This study aims to compare the effects of the Pecha Kucha and PowerPoint presentation methods on menopause knowledge and beliefs in menopause-related myths. By introducing an innovative, concise, focused, and visually based approach to menopause education, this research is expected to strengthen health literacy, reduce myths, and contribute to the development of more positive attitudes toward menopause among women. Furthermore, by evaluating both menopause myths and different educational techniques together, this study is anticipated to be the first in the literature and to serve as a reference for future research.
Research questions:
1. Does menopause-related knowledge increase among women who receive education using the Pecha Kucha technique and the PowerPoint method?
2. Do beliefs in menopause-related myths decrease among women who receive education using the Pecha Kucha technique and the PowerPoint method?
3. Is there a difference between the Pecha Kucha technique and the PowerPoint method in terms of women's menopause-related knowledge levels and their beliefs in menopause-related myths?
Who can participate
Age range
30 Years – 65 Years
Sex
FEMALE
See this in plain English?
AI-rewrites the medical criteria so a patient or caregiver can understand them. Always confirm with the trial site.
Inclusion Criteria:
* Being between 30 and 65 years of age (the lower age limit of 30 years was determined to establish a methodological threshold between young adulthood, in which menopause perception has not yet developed, and the menopausal transition period)
* Being female
* Volunteering to participate in the study
* Not having previously received education about menopause
* Being able to use technological devices
* Being able to understand Turkish
Exclusion Criteria:
* Being outside the 30-65 age range
* Having a history of prior menopause-related education or formal training
* Having cognitive, psychiatric, or medical conditions that could impair the ability to understand and complete the study procedures or questionnaires
Questions worth asking your doctor
Bring these to your next appointment. They're a starting point for a shared conversation — not a sign you qualify or a recommendation to enrol.

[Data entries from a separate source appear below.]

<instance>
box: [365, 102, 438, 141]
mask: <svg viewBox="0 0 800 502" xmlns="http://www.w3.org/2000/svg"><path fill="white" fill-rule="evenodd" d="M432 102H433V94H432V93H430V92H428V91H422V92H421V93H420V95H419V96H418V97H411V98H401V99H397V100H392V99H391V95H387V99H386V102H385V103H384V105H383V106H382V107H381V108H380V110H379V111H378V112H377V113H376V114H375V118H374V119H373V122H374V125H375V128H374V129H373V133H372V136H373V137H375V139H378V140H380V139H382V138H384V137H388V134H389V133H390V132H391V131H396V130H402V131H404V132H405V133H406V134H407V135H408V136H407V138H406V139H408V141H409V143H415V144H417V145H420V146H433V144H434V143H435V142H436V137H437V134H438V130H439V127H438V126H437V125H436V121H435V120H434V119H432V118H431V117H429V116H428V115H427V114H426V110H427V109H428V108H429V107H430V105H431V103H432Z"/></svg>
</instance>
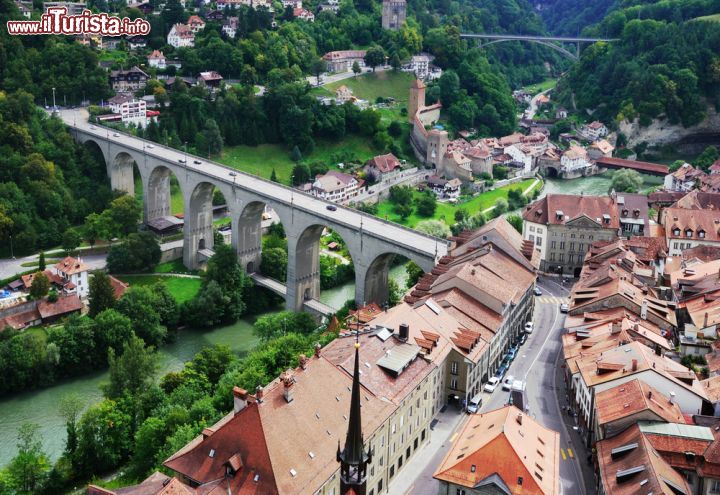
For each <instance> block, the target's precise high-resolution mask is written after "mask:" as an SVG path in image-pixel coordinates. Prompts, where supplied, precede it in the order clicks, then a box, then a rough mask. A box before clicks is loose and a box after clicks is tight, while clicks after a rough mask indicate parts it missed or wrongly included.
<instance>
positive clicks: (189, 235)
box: [183, 182, 213, 270]
mask: <svg viewBox="0 0 720 495" xmlns="http://www.w3.org/2000/svg"><path fill="white" fill-rule="evenodd" d="M212 194H213V185H212V184H210V183H208V182H201V183H200V184H198V185H197V186H196V187H195V189H193V191H192V193H190V195H189V197H188V198H186V200H185V226H184V228H183V240H184V243H183V263H184V264H185V266H186V267H188V268H190V269H193V270H194V269H197V268H198V267H199V265H200V262H199V258H198V251H199V250H201V249H212V248H213V224H212V222H213V212H212Z"/></svg>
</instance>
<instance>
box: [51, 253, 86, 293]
mask: <svg viewBox="0 0 720 495" xmlns="http://www.w3.org/2000/svg"><path fill="white" fill-rule="evenodd" d="M53 271H54V273H55V275H57V276H58V277H59V278H60V279H62V281H63V282H64V286H63V290H64V291H65V292H66V293H68V294H72V293H75V294H77V295H78V296H80V298H81V299H82V298H85V297H87V295H88V293H89V292H90V285H89V283H88V267H87V265H84V264H83V263H82V261H80V259H79V258H73V257H71V256H68V257H67V258H65V259H64V260H62V261H60V262H59V263H58V264H56V265H55V266H54V267H53Z"/></svg>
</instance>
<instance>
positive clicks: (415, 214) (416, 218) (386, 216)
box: [377, 179, 541, 227]
mask: <svg viewBox="0 0 720 495" xmlns="http://www.w3.org/2000/svg"><path fill="white" fill-rule="evenodd" d="M533 180H534V179H527V180H524V181H521V182H517V183H515V184H511V185H509V186H503V187H499V188H497V189H493V190H492V191H488V192H485V193H482V194H478V195H477V196H475V197H474V198H472V199H471V200H470V201H467V202H465V203H462V204H457V205H453V204H450V203H438V204H437V208H436V209H435V215H434V216H433V217H432V218H433V219H435V220H443V221H444V222H445V223H446V224H448V225H452V224H454V223H455V212H456V211H457V210H459V209H462V210H465V211H466V212H467V213H468V214H469V215H474V214H475V213H478V212H481V211H484V210H486V209H487V208H490V207H491V206H493V205H495V202H496V201H497V200H498V199H500V198H505V199H507V195H508V191H509V190H510V189H515V188H518V187H520V188H522V190H523V191H524V190H525V189H527V188H528V187H530V185H531V184H532V183H533ZM536 187H541V184H540V183H538V185H537V186H536ZM414 194H415V196H416V197H417V196H418V195H420V194H421V193H420V192H417V191H416V192H415V193H414ZM377 216H379V217H380V218H385V219H387V220H390V221H393V222H396V223H399V224H402V225H406V226H408V227H415V226H416V225H417V224H418V222H421V221H423V220H429V218H425V217H421V216H418V215H417V214H416V213H415V212H414V211H413V214H412V215H410V216H409V217H407V219H406V220H405V221H404V222H403V221H402V219H401V218H400V215H398V214H397V213H395V212H394V211H393V204H392V203H390V202H389V201H387V200H386V201H383V202H381V203H380V204H378V214H377Z"/></svg>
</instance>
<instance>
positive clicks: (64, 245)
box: [62, 228, 82, 254]
mask: <svg viewBox="0 0 720 495" xmlns="http://www.w3.org/2000/svg"><path fill="white" fill-rule="evenodd" d="M81 240H82V239H81V237H80V232H78V231H77V229H73V228H70V229H67V230H66V231H65V233H64V234H63V241H62V247H63V249H64V250H65V252H66V253H68V254H70V252H71V251H74V250H75V249H77V247H78V246H79V245H80V241H81Z"/></svg>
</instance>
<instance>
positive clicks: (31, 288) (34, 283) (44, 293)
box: [30, 272, 50, 299]
mask: <svg viewBox="0 0 720 495" xmlns="http://www.w3.org/2000/svg"><path fill="white" fill-rule="evenodd" d="M48 290H50V279H48V277H47V275H45V274H44V273H43V272H37V273H35V275H33V281H32V284H31V285H30V297H31V298H32V299H42V298H43V297H45V296H46V295H47V293H48Z"/></svg>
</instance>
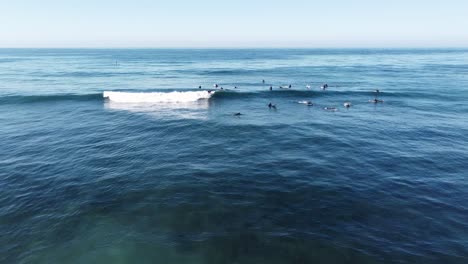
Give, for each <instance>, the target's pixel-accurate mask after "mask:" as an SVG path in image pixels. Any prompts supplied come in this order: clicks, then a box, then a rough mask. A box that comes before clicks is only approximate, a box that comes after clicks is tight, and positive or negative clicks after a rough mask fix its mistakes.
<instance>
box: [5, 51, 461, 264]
mask: <svg viewBox="0 0 468 264" xmlns="http://www.w3.org/2000/svg"><path fill="white" fill-rule="evenodd" d="M262 80H265V84H263V83H262ZM214 83H218V84H219V85H220V86H222V87H223V88H224V91H217V92H216V93H215V94H214V95H213V96H212V97H211V98H210V99H202V100H199V101H195V102H185V103H159V102H153V103H119V102H113V101H112V100H109V99H104V98H103V97H102V94H103V92H104V91H121V92H171V91H179V92H187V91H198V90H199V89H197V88H198V86H199V85H202V88H203V89H202V90H208V89H213V84H214ZM324 83H328V84H329V88H328V89H327V90H325V91H324V90H321V89H320V86H321V85H322V84H324ZM289 84H291V85H292V89H291V90H285V89H279V88H278V86H280V85H289ZM270 85H273V91H269V86H270ZM306 85H310V86H311V89H306ZM234 86H237V87H238V89H234ZM226 89H229V90H228V91H226ZM375 89H379V90H380V91H381V93H380V94H379V98H380V99H382V100H383V101H384V102H383V103H378V104H373V103H369V100H370V99H373V98H374V96H375V95H376V94H375V93H374V92H373V91H374V90H375ZM302 100H307V101H308V100H310V101H312V102H313V103H314V105H313V106H306V105H303V104H298V103H297V102H298V101H302ZM345 101H350V102H351V103H352V107H351V108H349V109H345V108H344V107H343V103H344V102H345ZM269 102H272V103H274V104H276V105H277V109H276V110H275V109H269V108H268V107H267V105H268V103H269ZM467 102H468V50H443V49H439V50H292V49H291V50H286V49H282V50H248V49H245V50H177V49H174V50H137V49H127V50H89V49H84V50H83V49H79V50H78V49H77V50H66V49H50V50H47V49H20V50H15V49H11V50H9V49H1V50H0V139H1V141H0V142H1V145H0V263H468V184H467V177H468V144H467V142H468V118H467V114H468V105H467ZM324 107H336V108H337V111H334V112H332V111H325V110H324V109H323V108H324ZM237 112H240V113H242V114H243V115H241V116H234V115H233V114H234V113H237Z"/></svg>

1Based on my diagnosis and history, is this trial worth exploring for me — or is there a standard treatment we should try first?
2What does this trial's phase tell us about how much is already known about its safety and benefit?
3What would taking part actually involve for me — visits, tests, time, and travel?
4What are the known and possible risks or side effects I should weigh, and how would they be monitored?
5If this trial isn't the right fit, what other options or trials would you suggest I look into?
Generated to help you prepare — always confirm anything about your own eligibility and care with the study team and your doctor.
Questions for the trial coordinator
The trial coordinator is the person who runs the study day to day. These cover the practical side — logistics, costs, and what taking part would actually mean for your life. The study team confirms whether you meet the criteria; these are questions to ask, not a sign you qualify.
1What does taking part actually involve week to week — how many visits, where, and how long does each one take?
2What costs are covered by the study, and what might I have to pay for myself, including travel, parking, or time off work?
3What happens during screening, and what happens if the study team confirms I don't meet the criteria after those tests?
4Who pays for the scans, blood work, and other tests the trial requires — the study, my insurance, or me?
5How will being in the trial affect my regular care, and will my own doctor stay informed and involved?
6Can I leave the trial at any point if I change my mind, and what would happen to my care if I do?
A starting point for the conversation — always confirm anything about your own eligibility, costs, and care with the study team and your doctor.